Ben 42 yıl mülki amirlik yapmış bir babanın halen aktif görevde öğretmen kızıyım. Bu ülkede uzunca süredir hiç gündemden düşmeyen iletişim kazaları için /açıkça / üç şey diyebilirim-

1. Adabı muaşeret tüm zamanları kapsayan diploma üstü, toplumsal ve kültürel bir meseledir... 2. Devlet töresi ve kültürü büyük devletlerin, milletlerin işidir.

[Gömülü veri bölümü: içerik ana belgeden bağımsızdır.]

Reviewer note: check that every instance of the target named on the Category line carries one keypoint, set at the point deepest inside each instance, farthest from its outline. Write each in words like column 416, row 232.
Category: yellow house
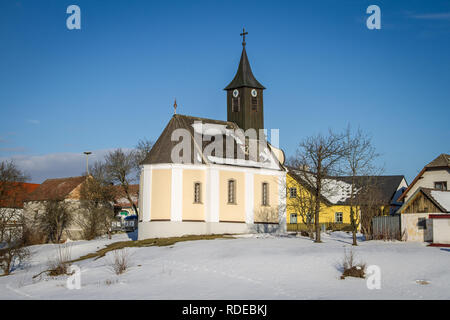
column 299, row 206
column 335, row 209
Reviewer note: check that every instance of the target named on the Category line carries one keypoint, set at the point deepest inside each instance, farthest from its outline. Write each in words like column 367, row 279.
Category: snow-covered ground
column 249, row 267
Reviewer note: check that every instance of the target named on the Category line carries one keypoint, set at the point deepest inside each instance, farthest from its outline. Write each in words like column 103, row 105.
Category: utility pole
column 87, row 153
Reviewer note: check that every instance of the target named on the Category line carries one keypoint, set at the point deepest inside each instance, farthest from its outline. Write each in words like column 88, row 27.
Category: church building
column 207, row 176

Devlet ve millet töresi devleti devlet, milleti millet yaptığı gibi bir devlet içindeki tüm fertleri aynı demde hem kaliteli hem de hadli yapar, yapmalıdır... Haddi olanın bir duruşu, bir izi, bir vizyonu vardır... 3. 'İnsan' yetiştiremediğimiz sürece mesleklerin, rütbelerin, etiketlerin, köşelerin, koltukların, kalelerin, görece başarı, taltif, kazanç, itibar ve rantların esamesi yoktur. Ve 'insan' yetiştiremediğimiz sürece hem devlet hem de devletin / milletin her bir ferdi geçen her saniyede erezyona uğrar... 'İinsan' insana, devlete, töreye, sıraya, kültüre, iletişime saygı duyduğu kadar insan; bu sayılan kurumlara / değerlere sahip çıkabildiği, katma değer sunabildiği kadar da kamil, eli öpülesi, saygı duyulan, aranan, ilham alınan insandır... Boşuna dememişler; kendini bilen haddini bilir, diye.. İyi düşünelim: Biz insanlar neredeyiz, neyin peşindeyiz, neyiz? Ya da insan bu hayatın neresinde?